1lb of butter to 2 ounces of leaves
melt butter in pan or crockpot add leaves cook on low(that means the low setting very important not to burn it) for 12 hrs.

ive done this too many times to count and seen many people fukt up.

i use betty crocker triple chunk brownie mix and sub melted weed butter for the oil


----------



## Budda_Luva (Feb 1, 2008)

is that cannabutter and i cant juss drop some bud in the chocolate and bake it?


----------



## Johnnyorganic (Feb 1, 2008)

n00b_marijuana_grower said:


> is that cannabutter and i cant juss drop some bud in the chocolate and bake it?

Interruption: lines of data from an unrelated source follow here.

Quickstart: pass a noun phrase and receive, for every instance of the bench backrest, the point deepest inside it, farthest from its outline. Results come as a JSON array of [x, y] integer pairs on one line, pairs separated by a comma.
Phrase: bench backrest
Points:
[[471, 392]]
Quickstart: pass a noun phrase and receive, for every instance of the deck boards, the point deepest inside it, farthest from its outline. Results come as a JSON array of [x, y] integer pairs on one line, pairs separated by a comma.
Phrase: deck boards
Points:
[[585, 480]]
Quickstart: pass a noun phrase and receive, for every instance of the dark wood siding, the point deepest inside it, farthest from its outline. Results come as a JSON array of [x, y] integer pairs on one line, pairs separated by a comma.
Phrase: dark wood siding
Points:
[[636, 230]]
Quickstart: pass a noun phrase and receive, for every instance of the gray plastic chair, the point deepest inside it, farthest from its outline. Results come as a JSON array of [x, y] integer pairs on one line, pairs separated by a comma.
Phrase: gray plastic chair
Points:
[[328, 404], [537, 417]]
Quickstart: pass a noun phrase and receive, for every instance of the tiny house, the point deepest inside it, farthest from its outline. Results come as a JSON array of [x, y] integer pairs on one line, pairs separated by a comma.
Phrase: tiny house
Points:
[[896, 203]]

Cook the bud into the oil/margarine/butter on medium low for about 15 minutes. Strain the green stuff out and follow the recipe as you normally would. I've used as little as an 1/8 oz. and gotten seriously effed up. You can leave the bud in if you don't mind green stuff in your brownies, but you should cook it into the oil before mixing it in the recipe..


----------



## rezo (Feb 1, 2008)

ya i forgot you have to strain ithe butter to get the leaf out


----------